We earlier posted from the annual US State Department’s human rights report on Thailand.

These days, the military dictatorship responds to negative human rights allegations and reports in a reflexive way. It denies and lies.

A report at the Bangkok Post is the latest example of this unthinking and deceitful response. This time it is from the Ministry of Foreign Affairs, which operates now at the level equivalent with the official spokesmen of the junta.

The Foreign Ministry covers for the regime’s failures, stating:

The report is an exercise carried out unilaterally by the United States of America to present the situation in Thailand from an outside perspective. Many of the concerns, statistics and case studies cited in the report come from unidentified or unverified sources….

The Ministry is saying believe us and our military dictatorship over any other sources.

The “unidentified or unverified sources” are mainly reports from local NGOs with long experience of the issues they deal with. As far as we can tell, almost all points made in the US report have been reported in the local media as well (for how the dictatorship is screwing the media, read this report).

The Ministry engages in propaganda for the military regime:

The government is committed to the implementation of the roadmap towards achieving sustained democracy, social harmony and lasting stability … Laws and orders that have been issued by virtue of the Interim Constitution have the objectives of preserving public order and solving problems that have been long overdue and could not otherwise be addressed with ordinary legislation….

Actually, they mean “sustainable democracy,” which is a non-democratic political system controlled by the military, the royalist elite and the monarchy itself. Using “laws and orders that have been issued by virtue of the Interim Constitution” is acknowledging that the military dictatorship makes up its laws that mean it can do anything it wants and call it “lawful.”

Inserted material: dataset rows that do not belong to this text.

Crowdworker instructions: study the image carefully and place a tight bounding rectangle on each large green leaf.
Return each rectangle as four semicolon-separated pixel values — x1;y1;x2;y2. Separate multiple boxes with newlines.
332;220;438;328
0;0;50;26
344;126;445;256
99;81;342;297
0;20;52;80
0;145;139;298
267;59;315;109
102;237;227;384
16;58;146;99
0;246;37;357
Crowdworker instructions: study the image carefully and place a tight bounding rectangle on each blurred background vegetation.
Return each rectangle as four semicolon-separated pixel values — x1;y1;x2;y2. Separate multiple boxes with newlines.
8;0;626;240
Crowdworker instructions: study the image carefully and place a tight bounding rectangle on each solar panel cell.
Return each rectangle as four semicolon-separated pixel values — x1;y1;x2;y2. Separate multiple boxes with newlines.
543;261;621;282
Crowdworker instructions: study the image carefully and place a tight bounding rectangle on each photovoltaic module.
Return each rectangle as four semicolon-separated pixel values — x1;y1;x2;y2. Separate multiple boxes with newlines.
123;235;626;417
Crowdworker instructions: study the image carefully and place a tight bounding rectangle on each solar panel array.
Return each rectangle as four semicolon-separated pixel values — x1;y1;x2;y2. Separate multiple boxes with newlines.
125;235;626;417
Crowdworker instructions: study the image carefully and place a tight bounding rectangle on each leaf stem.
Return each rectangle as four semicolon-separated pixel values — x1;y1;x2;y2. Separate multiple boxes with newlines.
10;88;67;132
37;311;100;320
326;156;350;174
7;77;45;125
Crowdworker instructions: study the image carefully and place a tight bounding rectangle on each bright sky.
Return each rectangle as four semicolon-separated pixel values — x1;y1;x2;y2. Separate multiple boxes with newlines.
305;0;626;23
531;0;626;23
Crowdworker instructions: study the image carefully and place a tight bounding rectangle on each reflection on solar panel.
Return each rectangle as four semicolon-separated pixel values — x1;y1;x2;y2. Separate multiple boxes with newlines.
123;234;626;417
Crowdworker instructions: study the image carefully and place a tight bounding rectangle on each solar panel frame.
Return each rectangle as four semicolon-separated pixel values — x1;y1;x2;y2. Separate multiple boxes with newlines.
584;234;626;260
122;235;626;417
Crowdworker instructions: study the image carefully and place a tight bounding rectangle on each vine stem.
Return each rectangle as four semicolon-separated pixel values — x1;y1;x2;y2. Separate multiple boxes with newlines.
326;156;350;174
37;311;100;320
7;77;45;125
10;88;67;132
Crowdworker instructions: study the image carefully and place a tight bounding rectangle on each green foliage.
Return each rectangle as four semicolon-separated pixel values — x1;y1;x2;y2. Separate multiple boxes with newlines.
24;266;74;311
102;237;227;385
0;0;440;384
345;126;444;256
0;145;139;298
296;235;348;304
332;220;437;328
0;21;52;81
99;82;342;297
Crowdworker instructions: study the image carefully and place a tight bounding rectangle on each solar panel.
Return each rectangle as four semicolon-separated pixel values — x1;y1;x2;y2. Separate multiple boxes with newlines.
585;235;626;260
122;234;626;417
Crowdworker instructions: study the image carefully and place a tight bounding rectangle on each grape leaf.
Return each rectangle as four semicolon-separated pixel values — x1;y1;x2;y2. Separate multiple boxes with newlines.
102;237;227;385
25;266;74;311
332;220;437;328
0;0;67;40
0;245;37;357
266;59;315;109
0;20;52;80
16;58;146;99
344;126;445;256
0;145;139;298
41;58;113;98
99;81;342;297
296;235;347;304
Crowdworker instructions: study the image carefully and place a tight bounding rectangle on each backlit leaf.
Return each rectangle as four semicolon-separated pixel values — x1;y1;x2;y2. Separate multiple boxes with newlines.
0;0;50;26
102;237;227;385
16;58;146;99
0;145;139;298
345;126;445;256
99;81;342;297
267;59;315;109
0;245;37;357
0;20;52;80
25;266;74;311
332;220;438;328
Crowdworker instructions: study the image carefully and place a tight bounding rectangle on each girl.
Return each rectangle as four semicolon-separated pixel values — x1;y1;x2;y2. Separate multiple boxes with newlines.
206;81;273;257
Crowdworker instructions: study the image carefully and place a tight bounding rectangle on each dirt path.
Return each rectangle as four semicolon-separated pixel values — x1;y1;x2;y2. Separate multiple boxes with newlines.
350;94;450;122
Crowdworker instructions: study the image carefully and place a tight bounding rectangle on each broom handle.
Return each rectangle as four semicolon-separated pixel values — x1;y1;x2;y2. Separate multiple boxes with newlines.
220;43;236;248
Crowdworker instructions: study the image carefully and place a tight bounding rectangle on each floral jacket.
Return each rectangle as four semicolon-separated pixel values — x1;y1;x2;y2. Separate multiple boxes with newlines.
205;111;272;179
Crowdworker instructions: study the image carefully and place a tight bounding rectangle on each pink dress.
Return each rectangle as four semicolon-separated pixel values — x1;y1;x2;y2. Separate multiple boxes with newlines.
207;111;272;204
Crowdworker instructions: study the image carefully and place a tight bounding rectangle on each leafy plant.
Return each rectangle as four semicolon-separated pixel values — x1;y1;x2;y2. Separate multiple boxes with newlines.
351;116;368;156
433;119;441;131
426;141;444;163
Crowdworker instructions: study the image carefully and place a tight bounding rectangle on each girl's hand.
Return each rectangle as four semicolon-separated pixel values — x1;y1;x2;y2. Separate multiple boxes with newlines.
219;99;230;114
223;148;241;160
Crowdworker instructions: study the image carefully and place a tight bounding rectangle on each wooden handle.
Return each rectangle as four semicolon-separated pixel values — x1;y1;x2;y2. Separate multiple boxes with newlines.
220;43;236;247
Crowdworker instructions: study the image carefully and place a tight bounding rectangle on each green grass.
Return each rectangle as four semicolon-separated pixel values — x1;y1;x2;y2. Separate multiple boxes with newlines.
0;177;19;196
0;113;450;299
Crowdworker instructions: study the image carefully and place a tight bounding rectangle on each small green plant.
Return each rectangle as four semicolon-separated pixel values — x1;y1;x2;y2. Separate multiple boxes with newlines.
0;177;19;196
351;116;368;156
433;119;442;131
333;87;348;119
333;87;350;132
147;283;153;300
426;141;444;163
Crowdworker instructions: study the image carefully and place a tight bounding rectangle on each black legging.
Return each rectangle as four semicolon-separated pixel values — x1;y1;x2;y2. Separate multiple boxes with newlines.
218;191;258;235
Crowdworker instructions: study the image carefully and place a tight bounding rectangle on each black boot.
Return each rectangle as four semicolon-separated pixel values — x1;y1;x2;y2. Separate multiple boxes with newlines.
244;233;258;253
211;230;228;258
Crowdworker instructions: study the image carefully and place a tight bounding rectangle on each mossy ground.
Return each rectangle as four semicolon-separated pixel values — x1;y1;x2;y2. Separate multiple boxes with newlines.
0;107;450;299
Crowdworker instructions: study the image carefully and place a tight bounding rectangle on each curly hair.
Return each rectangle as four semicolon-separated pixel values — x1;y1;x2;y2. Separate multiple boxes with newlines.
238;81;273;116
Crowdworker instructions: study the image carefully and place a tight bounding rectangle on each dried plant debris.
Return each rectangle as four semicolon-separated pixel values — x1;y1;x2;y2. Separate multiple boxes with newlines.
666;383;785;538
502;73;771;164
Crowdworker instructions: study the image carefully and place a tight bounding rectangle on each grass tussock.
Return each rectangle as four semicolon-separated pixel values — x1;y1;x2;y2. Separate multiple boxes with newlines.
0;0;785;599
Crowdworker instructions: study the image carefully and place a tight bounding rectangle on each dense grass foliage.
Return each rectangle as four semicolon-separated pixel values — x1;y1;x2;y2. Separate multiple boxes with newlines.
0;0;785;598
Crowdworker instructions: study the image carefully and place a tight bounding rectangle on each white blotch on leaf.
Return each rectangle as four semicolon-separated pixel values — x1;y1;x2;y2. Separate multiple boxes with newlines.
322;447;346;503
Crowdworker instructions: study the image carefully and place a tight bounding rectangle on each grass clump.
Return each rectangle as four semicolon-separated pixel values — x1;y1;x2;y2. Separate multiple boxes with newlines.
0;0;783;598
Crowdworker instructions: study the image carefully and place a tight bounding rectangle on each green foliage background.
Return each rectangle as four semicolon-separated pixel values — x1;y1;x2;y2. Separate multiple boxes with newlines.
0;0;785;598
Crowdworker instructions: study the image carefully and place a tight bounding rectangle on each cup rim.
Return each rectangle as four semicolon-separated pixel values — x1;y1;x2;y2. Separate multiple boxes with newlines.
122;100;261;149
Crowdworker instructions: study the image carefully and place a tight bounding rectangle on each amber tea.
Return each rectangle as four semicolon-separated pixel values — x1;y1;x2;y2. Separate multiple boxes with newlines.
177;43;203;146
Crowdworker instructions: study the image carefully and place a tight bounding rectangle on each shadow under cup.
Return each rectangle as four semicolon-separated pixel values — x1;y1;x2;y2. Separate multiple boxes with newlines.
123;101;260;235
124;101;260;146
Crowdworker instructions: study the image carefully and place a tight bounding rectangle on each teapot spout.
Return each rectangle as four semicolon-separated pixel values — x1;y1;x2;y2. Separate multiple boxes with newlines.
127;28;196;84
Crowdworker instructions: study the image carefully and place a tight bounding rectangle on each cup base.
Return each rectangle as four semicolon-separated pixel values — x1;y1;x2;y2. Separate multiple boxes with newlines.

That’s what military dictatorships do.

It then states: “the government [they mean the junta] exercises this power only when necessary, with prudence and in the best interest of the nation.” Article 44 has been used umpteen times to do minor things like make administrative changes to a broader use to repress regime opponents and to run operations against “seditious” monks. It uses its self-granted powers to repress and to give itself and its minions impunity.

That’s what military dictatorships do.

Oddly, while rejecting that which it deems anti-regime, the Ministry “saw a bright side to the report, saying it recorded advancement in several areas such as gender equality, combating trafficking in persons, and lifting of prosecution of civilians under military jurisdiction.”

Presumably those bits of the report weren’t “carried out unilaterally” or from “an outside perspective” and did not use “statistics and case studies … from unidentified or unverified sources.”